While organic wastes from the kitchen and garden went to the compost heap, we discovered that a lot of what ended in the rubbish bin was plastic. We sorted it out along with stuff made of aluminum and cardboard to leave out for the local garbage collectors who can trade it off to recycling outfits for some extra pocket cash. We’ve tried to avoid using items made of polystyrene foam, called unicel or hielo seco in Spanish, a product that rates as one of the earth’s worst enemies.

Still dissatisfied with the effort to rid noxious goods from day-to-day life, I recently took on a challenge to see if I go for a full week without purchasing anything in a plastic container. I failed on Day One. Feeling deflated as I walked out of the store with a bottle of dish washing liquid in my earth-friendly tote, I realized it was an uphill battle. Still, there are glimmers of hope.

Creative minds are churning out new ideas to end the plastic scourge. Japanese scientists have discovered a strain of bacteria that gobbles up plastic. Bright entrepreneurs are developing all sorts of disposable products derived from plants such as bamboo, corn, sugarcane and algae.

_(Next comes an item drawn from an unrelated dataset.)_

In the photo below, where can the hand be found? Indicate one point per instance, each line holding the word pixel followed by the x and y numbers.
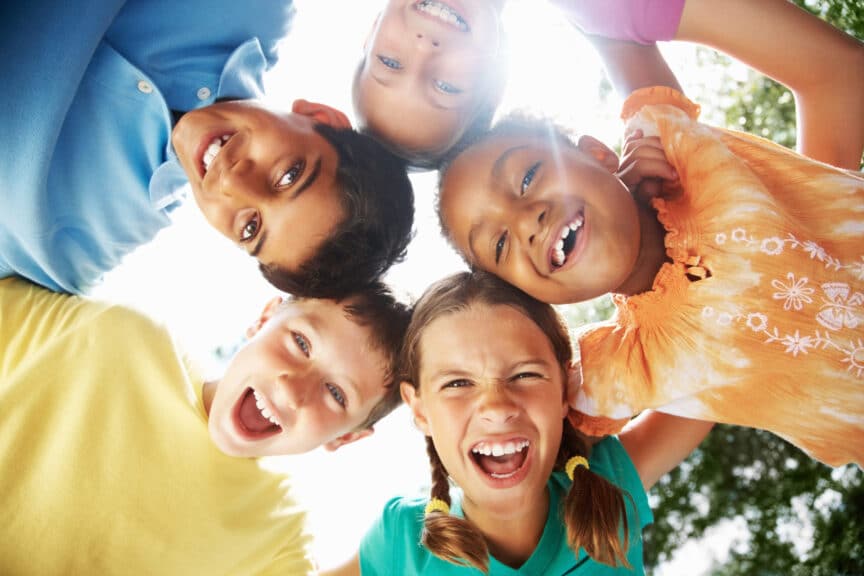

In San Bartolo Coyotepec, Oaxaca the sale of polyesterne products has been prohibited by law. The town earned a 2013 national good government award as the first municipality in the state to implement trash separation and recycling, reducing its load to the waste stream by 80 percent.

Similar results have been achieved in San Pedro de la Laguna, located on the shore of Guatemala’s Lago Atitlán. Plastic bags and straws are banned. The people there are going back to ancestral practices, employing hand-loomed napkins, banana leaves and straw baskets to wrap and carry their groceries.

Let’s all jump on the bandwagon to restore a planet in peril.